以上のような構成により、本実施の形態に係る高周波加熱装置100は、放射部112から加熱室101に放射される高周波電力の周波数に対する、被加熱物160の温度分布の情報を取得して、記憶部150に記憶させることができる。
次に、上述の高周波加熱装置100の動作について説明する。
図3は、本発明の実施の形態1における高周波加熱装置100の基本的な制御手順を示すフローチャートである。本実施の形態1の高周波加熱装置100は、制御部140において、以下の処理を行う。
図3に示すように、被加熱物160が加熱室101に収納され、ユーザーにより加熱処理開始の指示がなされると(ステップS100)、最初に、制御部140は、高周波電力発生部120と温度情報取得手段130を操作して、予め定められた複数の周波数に対する、被加熱物160の温度上昇分布情報を取得して、記憶部150に格納する(ステップS110)。なお、温度上昇分布情報取得の詳細な制御手順は後述する。
次に、高周波電力発生部120の周波数を、予め定められた加熱用初期周波数にするように、高周波電力発生部120の周波数を制御して、本加熱を開始する(ステップS120)。
そして、予め定められた時間だけ加熱を継続(ステップS130)した後、加熱処理を終了するか、加熱処理を終了する条件を満たしているかどうかを判断して(ステップS140)、加熱処理を終了する条件を満たしている場合には、加熱処理を終了する(ステップS160)。
ここで、加熱処理を終了する条件としては、例えば、ユーザーが加熱処理開始の指示をする前に指定した加熱処理時間に達した場合としてもよいし、または、温度情報取得手段130で被加熱物160の温度分布情報を取得し、被加熱物160の温度分布の状態が、予め定めた条件を満たした場合としてもよい。

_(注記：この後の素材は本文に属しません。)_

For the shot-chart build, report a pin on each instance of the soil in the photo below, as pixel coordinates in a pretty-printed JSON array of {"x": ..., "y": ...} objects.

なお、これらの加熱処理を終了する条件は、一例であり、これに限るものではない。
一方、加熱処理を終了する条件を満たしていない場合は、温度情報取得手段130で被加熱物160の温度分布情報を取得し、取得した被加熱物160の温度分布情報に基づいて、周波数設定を更新する(ステップS150)。なお、取得した温度分布情報に基づいて周波数設定を更新する詳細な制御手順は後述する。
そして、予め定められた時間だけ加熱を継続し(ステップS130)、加熱処理を終了する条件を満たすまで、これらの処理を繰り返して、被加熱物160の加熱処理を実行する。

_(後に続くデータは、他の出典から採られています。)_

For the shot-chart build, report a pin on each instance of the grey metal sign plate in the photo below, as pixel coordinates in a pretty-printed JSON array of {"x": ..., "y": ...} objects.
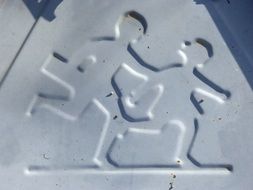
[{"x": 126, "y": 95}]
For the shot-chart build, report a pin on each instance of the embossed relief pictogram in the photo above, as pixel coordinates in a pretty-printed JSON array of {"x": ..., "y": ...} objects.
[{"x": 139, "y": 87}]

次に、温度上昇分布情報取得の詳細な制御手順について説明する。
図4は、本実施の形態1による高周波加熱装置100の、温度上昇分布情報取得の制御手順を示すフローチャートである。
高周波加熱装置100の制御部140は、ユーザーによる加熱処理開始の指示の後に、以下の制御手順により、温度上昇分布情報を取得して、記憶部150に格納する。
図4に示すように、まず、予め定められた複数の周波数の第1番目の周波数に、高周波電力発生部120の周波数を設定する(ステップS111)。
次に、温度情報取得手段130より、測定開始時の被加熱物160の温度分布情報(T1)を取得する(ステップS112)。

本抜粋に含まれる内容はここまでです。